We need to be particularly careful with these large gatherings. They are economically important but also pose substantial risk for explosive coronavirus dissemination. We have already seen examples: In China, it was the Lunar New Year celebrations; in New Orleans, it was Mardi Gras. But perhaps the most chilling example was that of Lombardy, Italy, where a 40,000-attendee soccer match is now being cited as a major factor behind the region’s outbreak and tsunami of deaths.

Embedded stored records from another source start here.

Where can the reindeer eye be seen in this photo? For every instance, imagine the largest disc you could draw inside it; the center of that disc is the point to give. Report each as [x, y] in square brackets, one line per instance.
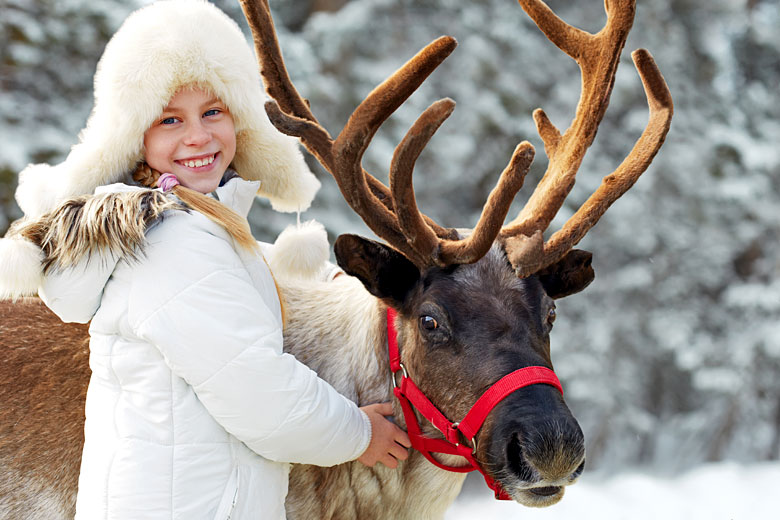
[551, 316]
[428, 323]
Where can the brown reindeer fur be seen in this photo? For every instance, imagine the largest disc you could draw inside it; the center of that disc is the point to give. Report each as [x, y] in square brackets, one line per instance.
[42, 430]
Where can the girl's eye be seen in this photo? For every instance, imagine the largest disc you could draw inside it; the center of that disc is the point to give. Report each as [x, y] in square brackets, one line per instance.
[428, 323]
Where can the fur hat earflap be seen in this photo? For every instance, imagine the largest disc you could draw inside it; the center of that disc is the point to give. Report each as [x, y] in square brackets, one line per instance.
[21, 271]
[300, 251]
[160, 49]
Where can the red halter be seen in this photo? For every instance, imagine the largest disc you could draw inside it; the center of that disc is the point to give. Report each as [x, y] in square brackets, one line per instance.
[410, 397]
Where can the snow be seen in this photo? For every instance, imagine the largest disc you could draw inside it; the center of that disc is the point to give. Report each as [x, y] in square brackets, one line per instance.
[724, 491]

Finally, nothing is mentioned in the “Opening Up America Again” plan about how states should handle a resurgence. There is no guidance on defining a significant uptick in cases or how to respond. As Dr. Anthony Fauci mentioned in the press briefing announcing the plan, there may be instances where states must “pull back.” But what does pulling back entail? How will states know when to do this? There is no guidance.
The guidelines also task states with “independently” securing personal protective equipment and key equipment such as ventilators, despite the fact that the federal government has intervened calamitously in this supply chain.
There are many other perplexities to be found: Why are schools, camps and other activities to be opened only in phase two, when Denmark seems to be successfully starting its process of reopening with schools? Why should bars remain closed longer than restaurants? Why isn’t it mandatory to wear masks in public? Why is nonessential business travel only minimized and not prohibited in phase one and can fully resume in phase two?
A lack of decisive action from the federal government has already cost thousands of American lives. It is the widespread actions of the concerned public that have made the worst case scenario less horrific. Now, everyone wants to get back to some semblance of normalcy as quickly as possible. Will Mr. Trump’s guidelines offer people the protections from risk and the reassurance they need?
They are a start. But making Americans comfortable enough to re-engage in commerce and social activity is the key to restarting the economy. Our individual tolerance for risk will determine what daily life looks like in the coming months and how the swift the recovery will be. It is doubtful that Mr. Trump’s guidelines will convince 330 million Americans that the risk to their lives is low enough to send their children to school, return to work, and pick up where they left off.